3. The impact of respondent Judge's orders is that his judgment is to be substituted for that of the prosecutor's on the
matter of what crime is to be filed in court. The question of instituting a criminal charge is one addressed to the sound
discretion of the investigating Fiscal. The information he lodges in court must have to be supported by facts brought about
by an inquiry made by him. It stands to reason then to say that in a clash of views between the judge who did not
investigate and the fiscal who did, or between the fiscal and the offended party or the defendant, those of the Fiscal's
should normally prevail. In this regard, he cannot ordinarily be subject to dictation. We are not to be understood as saying
that criminal prosecution may not be blocked in exceptional cases. A relief in equity "may be availed of to stop it purported
enforcement of a criminal law where it is necessary (a) for the orderly administration of justice; (b) to prevent the use of
the strong arm of the law in an oppressive and vindictive manner; (c) to avoid multiplicity of actions; (d) to afford adequate
protection to constitutional rights; and (e) in proper cases, because the statute relied upon is unconstitutional or was 'held
invalid.' " Nothing in the record would as much as intimate that the present case fits into any of the situations just recited.

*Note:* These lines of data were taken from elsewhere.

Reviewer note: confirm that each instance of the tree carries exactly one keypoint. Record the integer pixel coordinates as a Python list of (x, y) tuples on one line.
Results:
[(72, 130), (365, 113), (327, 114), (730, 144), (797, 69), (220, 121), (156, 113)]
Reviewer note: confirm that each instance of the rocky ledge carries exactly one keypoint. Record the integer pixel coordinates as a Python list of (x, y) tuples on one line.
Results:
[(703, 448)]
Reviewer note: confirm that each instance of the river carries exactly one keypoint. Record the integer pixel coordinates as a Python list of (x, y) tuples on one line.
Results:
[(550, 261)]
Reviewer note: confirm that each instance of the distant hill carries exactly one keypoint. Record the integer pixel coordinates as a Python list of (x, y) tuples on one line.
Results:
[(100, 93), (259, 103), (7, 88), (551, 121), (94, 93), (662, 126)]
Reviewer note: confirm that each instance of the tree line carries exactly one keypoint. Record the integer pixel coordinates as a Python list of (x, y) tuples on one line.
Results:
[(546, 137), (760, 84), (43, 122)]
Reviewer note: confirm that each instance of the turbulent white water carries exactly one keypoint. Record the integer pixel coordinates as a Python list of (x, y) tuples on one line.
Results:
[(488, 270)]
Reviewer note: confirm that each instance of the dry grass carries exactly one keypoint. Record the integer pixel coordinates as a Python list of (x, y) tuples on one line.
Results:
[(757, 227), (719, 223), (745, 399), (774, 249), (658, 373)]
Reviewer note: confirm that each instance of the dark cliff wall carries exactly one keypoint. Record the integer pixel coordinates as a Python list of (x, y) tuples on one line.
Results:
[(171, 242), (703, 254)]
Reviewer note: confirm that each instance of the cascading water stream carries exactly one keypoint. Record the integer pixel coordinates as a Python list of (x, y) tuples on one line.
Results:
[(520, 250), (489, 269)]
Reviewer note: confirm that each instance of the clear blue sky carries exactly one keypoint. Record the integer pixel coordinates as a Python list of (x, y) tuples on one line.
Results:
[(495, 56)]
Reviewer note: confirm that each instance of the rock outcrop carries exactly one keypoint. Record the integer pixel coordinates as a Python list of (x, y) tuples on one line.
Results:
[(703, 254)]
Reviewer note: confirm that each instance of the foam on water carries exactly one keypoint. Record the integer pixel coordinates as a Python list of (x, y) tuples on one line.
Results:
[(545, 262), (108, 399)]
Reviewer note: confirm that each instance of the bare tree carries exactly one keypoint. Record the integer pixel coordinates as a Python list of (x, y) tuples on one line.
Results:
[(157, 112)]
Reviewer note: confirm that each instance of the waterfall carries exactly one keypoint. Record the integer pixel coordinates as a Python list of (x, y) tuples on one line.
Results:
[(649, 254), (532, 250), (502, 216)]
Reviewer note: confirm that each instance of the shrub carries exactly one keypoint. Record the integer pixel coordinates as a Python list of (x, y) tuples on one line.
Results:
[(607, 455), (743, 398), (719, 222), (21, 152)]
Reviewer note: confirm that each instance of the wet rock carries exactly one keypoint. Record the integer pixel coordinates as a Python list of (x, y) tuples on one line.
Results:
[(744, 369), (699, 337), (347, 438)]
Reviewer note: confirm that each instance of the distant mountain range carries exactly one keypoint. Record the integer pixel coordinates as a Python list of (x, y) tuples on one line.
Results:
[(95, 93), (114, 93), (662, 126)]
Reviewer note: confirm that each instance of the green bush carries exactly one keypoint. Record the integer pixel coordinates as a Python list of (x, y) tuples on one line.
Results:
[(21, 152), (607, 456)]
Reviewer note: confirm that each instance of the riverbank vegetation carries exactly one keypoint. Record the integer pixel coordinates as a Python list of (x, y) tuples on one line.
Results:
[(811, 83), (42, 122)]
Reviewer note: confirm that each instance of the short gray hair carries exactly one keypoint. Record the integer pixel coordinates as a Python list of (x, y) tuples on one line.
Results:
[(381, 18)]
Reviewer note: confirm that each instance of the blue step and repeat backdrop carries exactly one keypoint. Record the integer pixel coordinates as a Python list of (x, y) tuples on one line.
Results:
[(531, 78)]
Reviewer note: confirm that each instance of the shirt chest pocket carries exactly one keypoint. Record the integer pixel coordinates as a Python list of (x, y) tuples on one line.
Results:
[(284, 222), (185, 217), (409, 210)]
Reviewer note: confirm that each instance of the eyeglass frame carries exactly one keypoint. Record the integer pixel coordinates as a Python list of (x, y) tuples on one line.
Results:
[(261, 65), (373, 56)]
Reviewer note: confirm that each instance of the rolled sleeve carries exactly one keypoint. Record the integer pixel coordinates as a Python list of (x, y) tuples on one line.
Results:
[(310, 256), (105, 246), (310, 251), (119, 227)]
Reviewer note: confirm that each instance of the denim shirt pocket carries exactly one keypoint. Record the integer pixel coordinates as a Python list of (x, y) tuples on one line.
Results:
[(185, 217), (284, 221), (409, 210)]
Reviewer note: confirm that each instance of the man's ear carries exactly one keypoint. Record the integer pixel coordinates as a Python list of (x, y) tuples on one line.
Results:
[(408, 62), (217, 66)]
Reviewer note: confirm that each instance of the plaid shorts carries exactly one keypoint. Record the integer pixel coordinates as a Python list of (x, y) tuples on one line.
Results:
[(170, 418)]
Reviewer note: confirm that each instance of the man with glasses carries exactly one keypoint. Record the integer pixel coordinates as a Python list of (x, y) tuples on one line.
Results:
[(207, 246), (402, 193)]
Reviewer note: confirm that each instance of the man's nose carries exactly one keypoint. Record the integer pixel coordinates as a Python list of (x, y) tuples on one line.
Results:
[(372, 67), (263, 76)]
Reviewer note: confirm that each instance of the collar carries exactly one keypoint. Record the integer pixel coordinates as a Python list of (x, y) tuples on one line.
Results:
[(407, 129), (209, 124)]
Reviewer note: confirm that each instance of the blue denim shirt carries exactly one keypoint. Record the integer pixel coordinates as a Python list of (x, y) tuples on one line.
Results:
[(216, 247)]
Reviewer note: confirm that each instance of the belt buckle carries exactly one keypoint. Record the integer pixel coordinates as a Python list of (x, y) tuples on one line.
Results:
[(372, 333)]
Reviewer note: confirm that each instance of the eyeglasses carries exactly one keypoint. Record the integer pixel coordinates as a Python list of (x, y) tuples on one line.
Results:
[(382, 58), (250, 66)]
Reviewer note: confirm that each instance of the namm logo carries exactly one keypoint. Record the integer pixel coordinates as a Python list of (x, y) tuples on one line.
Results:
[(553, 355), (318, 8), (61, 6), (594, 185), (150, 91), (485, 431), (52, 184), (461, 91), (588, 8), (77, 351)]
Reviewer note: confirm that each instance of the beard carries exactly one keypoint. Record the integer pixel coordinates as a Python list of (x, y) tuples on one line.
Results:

And at this distance and in the absence of any compelling fact or circumstance, we are loathe to tag the City Fiscal of
Iligan City with abuse of discretion in filing separate cases for murder and frustrated murder, instead of a single case for
the complex crime of robbery with homicide and frustrated homicide under the provisions of Article 294 (1) of the Revised
Penal Code or, for that matter, for multiple murder and frustrated murder. We state that, here, the Fiscal's discretion
should not be controlled.

Upon the record as it stands, the writ of certiorari prayed for is hereby granted; the orders of respondent Judge of May 13,
1965 and May 31, 1966 are hereby set and declared null and void, and, in consequence, the writ of preliminary injunction
heretofore issued is made permanent insofar as it stops enforcement of the said orders; and the respondent Judge, or
whoever takes his place, is hereby directed to reinstate Criminal Cases 1246, 1247, 1248, 1249 and 1250 as they were
commenced, and to take steps towards the final determination thereof.

Costs against respondents Tomas Narbasa, Tambac Alindo and Rutino Borres. So ordered.

Reyes, J.B.L., Makalintal, Bengzon J.P., Zaldivar, Castro, Angeles and Fernando, JJ., concur.
Concepcion, C.J. and Dizon, J., took no part.